The numbers showed overall private sector credit grew by 0.1 per cent - below market expectations of a 0.3 per cent rise - and that credit for mortgages increased 0.3 per cent, credit to businesses was down 0.1 per cent and personal credit fell 0.6 per cent.
The financial aggregates data released by the Reserve Bank of Australia on Friday indicated overall credit rose 2.5 per cent in the 12 months to October - the lowest since April 2010.
Housing credit grew at an all-time annual low of 3.0 per cent, business credit gained 2.7 per cent and personal credit fell 4.7 per cent.
Loans to property investors edged 0.02 per cent lower during the month and shrank 0.2 per cent over the past year.

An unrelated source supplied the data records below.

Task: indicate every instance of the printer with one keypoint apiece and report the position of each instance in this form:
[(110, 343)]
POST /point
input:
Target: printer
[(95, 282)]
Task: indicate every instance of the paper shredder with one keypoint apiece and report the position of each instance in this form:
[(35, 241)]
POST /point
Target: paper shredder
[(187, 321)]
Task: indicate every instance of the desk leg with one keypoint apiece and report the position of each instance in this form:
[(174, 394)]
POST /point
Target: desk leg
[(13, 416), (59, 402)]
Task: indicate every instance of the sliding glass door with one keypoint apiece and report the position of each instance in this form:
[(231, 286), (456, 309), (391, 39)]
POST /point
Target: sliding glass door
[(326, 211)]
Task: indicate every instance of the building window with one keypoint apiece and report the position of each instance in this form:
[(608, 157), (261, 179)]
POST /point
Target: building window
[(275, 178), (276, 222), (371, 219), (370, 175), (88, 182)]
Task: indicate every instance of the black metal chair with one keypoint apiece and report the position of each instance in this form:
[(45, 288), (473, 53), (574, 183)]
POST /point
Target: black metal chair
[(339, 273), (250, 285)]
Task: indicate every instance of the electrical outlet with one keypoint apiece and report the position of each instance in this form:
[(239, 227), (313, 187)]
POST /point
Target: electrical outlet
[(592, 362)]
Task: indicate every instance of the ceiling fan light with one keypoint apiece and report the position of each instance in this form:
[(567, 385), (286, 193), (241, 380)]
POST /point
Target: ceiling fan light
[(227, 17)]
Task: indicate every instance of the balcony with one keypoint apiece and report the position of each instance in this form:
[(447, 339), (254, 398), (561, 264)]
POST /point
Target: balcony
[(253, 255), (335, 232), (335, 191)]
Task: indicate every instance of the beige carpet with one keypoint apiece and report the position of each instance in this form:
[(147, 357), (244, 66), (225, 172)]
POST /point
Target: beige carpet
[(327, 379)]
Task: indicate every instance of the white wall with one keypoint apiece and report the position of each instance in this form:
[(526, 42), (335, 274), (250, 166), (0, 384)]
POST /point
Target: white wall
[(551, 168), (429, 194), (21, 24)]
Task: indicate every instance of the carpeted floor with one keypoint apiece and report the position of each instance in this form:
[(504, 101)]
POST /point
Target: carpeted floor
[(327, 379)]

The negative year-on-year figure for speculators is the sharpest drop since the RBA started keeping track of the measure as a separate category in January 1991.
Owner-occupier credit increased 0.4 per cent in October, essentially the same as in the previous month, and was up 4.8 per cent on an annual basis.
While the 0.3 per cent rise in overall property lending in October was an increase from 0.2 per cent in September, the annual growth rate shrank to the lowest pace since Australian records started in 1976.
The contraction in lending to businesses during October was the first monthly drop since January 2017 and a result that ANZ analysts acknowledged "took us by surprise".
"The lack of a credit pulse across the Australian economy reflects both consumer and business caution," CommSec economist Ryan Felsman said.